Nmapとは
Nmapとは、クライアント側から対象サーバーのポートスキャンやOSスキャンなどを実施できるセキュリティスキャナです。100を超えるオプションが用意されており、対象サーバーのミドルウェアのバージョンなどを調査することもできます。今回はポートスキャンに焦点を当てて、Nmapの使い方をご紹介します。
サーバーでポートが空いているかどうかを確認する方法として、対象サーバーにログインし、netstat -anなどのコマンドでポートの開放状況を確認する方法は広く知られています。あるいは、iptables -Lなどでファイアウォールの空き状況を確認する方もいるでしょう。しかし、この方法では、サーバー内部での実行のため、本当にクライアントから見てポートが開放されているのか(何らかの要因:例えばL3スイッチ・ルーター・ファイアウォールなど中間のネットワーク機器によって接続が遮断されていないか)、確認することはできません。
そこで便利なのがNmapです。Nmapは、クライアント側から実行することができ、対象サーバーのポートの空き状況を全てチェックすることができます。
注意:Nmapを自分の管理外のサーバーに対して実行すると、不正アクセス禁止法に抵触する恐れがあります。あくまで自分のサーバーのセキュリティチェックにご活用ください。
Nmapは公式サイトでも配られていますが、Linuxならば標準のパッケージレポジトリに含まれていることが多く、CentOSならば以下のコマンドでインストールできます。
sudo yum install -y nmap
openSUSEならば以下のコマンドでインストールします。
sudo zypper install nmap
Macの場合は、Homebrewでインストールできます。
brew install nmap
Windowsで実行したい場合は、公式サイトからダウンロードしてください。GUIツール版もあります。
Nmapでのポートスキャンの使い方
Nmapでポートスキャンを実行する方法は簡単です。Nmapをインストールしたクライアントマシンから、以下のコマンドを実行します。今回は私の自宅サーバーに対して、クライアントから実行してみます。
nmap www.geek.sc
そうすると、以下の結果が返ってきます。
nmap www.geek.sc
Starting Nmap 5.51 ( http://nmap.org ) at 2013-02-26 00:58 JST
Nmap scan report for www.geek.sc (180.131.119.243)
Host is up (0.021s latency).
rDNS record for 180.131.119.243: 243.119.131.180.tokyo.global.crust-r.net
Not shown: 844 filtered ports, 151 closed ports
PORT STATE SERVICE
22/tcp open ssh
80/tcp open http
443/tcp open https
587/tcp open submission
1723/tcp open pptp
Nmap done: 1 IP address (1 host up) scanned in 3.51 seconds
これで、 www.geek.scのサーバーは22番ポート(SSH)、80番ポート(http)、443ポート(https)、587ポート(submission)、1723(VPN)がクライアント側から見て空いているのが分かります。意図しないポートが空いているならば、ポートを塞いでおいたほうがいいでしょう。また、よく攻撃されるポートは、ポート番号を変更するのも手です(特にSSHはできれば22番ポートから変更しておいた方がいいでしょう)
Nmapのその他の使い方
Nmapで対象サーバーのOSのバージョンを知りたい時は、-Oオプションを付けます。今回はクライアントから私の借りているさくらVPSのOSのバージョンを調べてみます(-Oオプションはrootユーザーで実行する必要があります)。
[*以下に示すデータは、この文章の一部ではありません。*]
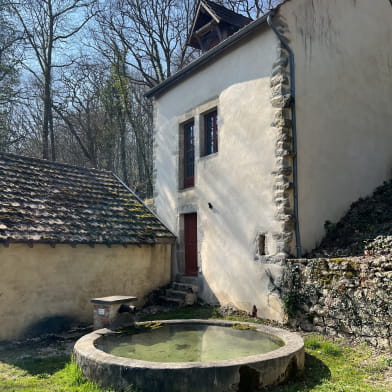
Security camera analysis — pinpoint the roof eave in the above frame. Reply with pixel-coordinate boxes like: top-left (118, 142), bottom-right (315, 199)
top-left (145, 12), bottom-right (270, 98)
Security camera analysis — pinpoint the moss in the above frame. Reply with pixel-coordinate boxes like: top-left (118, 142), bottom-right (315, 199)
top-left (231, 324), bottom-right (257, 331)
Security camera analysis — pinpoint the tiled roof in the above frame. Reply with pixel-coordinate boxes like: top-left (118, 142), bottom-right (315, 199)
top-left (0, 153), bottom-right (174, 245)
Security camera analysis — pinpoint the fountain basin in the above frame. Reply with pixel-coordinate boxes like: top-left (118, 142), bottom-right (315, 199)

# nmap -O www.testvps.info
Starting Nmap 6.01 ( http://nmap.org ) at 2013-02-26 01:28 JST
Nmap scan report for www.testvps.info (133.242.176.20)
Host is up (0.027s latency).
Not shown: 997 filtered ports
PORT STATE SERVICE
22/tcp open ssh
80/tcp open http
443/tcp closed https
Device type: general purpose
Running (JUST GUESSING): Linux 2.6.X (87%)
OS CPE: cpe:/o:linux:kernel:2.6.39
Aggressive OS guesses: Linux 2.6.39 (87%)
No exact OS matches for host (test conditions non-ideal).
OS detection performed. Please report any incorrect results at http://nmap.org/submit/ .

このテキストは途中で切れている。